Given the torrid outside shooting of DePaul junior guard Draelon Burns (20 points), the Hoyas were fortunate to be deadlocked 30-30 at halftime. But luck had little to do with a second half that was hands-down the finest 20 minutes of basketball the Hoyas have played this season, a half predicated on the kind of old-school defense that Papa John made famous on the Hilltop.
"It was our defense that was the key," said Green, who gave the team its first working margin of the game by powering in a layup over two DePaul defenders to give Georgetown a 49-43 lead with 7:54 remaining. "We couldn't allow them to come out and shoot 70 percent again in the second half. We've got lots of weapons on offense, lots of guys who can score. We have to play the kind of defense we played in the second half to come close to our potential."
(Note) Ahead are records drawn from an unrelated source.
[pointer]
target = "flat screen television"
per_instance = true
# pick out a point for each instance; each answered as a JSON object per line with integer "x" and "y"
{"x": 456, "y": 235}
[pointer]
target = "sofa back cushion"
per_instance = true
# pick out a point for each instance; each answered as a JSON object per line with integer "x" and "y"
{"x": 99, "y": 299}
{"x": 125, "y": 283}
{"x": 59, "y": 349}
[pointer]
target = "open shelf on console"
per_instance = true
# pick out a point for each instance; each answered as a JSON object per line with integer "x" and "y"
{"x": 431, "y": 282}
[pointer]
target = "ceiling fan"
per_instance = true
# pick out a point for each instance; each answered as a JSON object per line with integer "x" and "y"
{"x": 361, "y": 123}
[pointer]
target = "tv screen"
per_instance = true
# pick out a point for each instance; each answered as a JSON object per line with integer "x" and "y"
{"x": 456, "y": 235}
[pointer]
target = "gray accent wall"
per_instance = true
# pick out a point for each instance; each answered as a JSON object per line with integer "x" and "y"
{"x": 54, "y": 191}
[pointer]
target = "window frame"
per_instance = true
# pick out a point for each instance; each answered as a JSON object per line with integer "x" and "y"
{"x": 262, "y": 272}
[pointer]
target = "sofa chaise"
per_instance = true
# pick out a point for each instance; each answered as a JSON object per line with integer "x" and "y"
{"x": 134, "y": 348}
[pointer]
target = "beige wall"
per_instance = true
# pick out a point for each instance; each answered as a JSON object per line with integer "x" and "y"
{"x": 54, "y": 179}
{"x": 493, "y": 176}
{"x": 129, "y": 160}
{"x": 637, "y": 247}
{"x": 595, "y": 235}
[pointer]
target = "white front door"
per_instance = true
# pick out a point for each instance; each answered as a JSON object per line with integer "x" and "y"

In the second half, the Hoyas came at the Blue Demons' array of slashing jumpshooters in relentless waves, holding the visitors to just 26.9 percent shooting. Senior guard Sammy Mejia, DePaul's top scorer, finished the game with just five points on six shots.
And the Hoyas seemed to feed on DePaul's offensive frustration, the entire roster growing less inhibited on both ends to pull away gradually from the overmatched Blue Demons.
DePaul made just three field goals over the final 9:36. Meanwhile, the Hoyas scored on virtually every possession, receiving yet another huge lift from Summers and a surprise boost from backup freshman point guard Jeremiah Rivers. Forced into extensive duty because of foul trouble on both junior point guard Jon Wallace (11 points, no turnovers) and sophomore running mate Jessie Sapp (five assists, one turnover), Rivers demonstrated poise in the face of the DePaul press. Adeptly handling 15 minutes of chaotic stress from DePaul, Rivers finished the game with four points, four rebounds, one assist and only one turnover.
"Jeremiah was huge for us tonight," Summers said. "He has a great attitude, is always positive and confident, and that's contagious."
Success is becoming contagious for a Georgetown team that has now won three in a row and 10 of 12, finally beginning to realize some of the potential that prompted the media to bestow a No. 8 ranking on the team before the season.
Said Wallace: "We've still got a long way to go, but I think it's pretty clear that we're making strides in the right direction."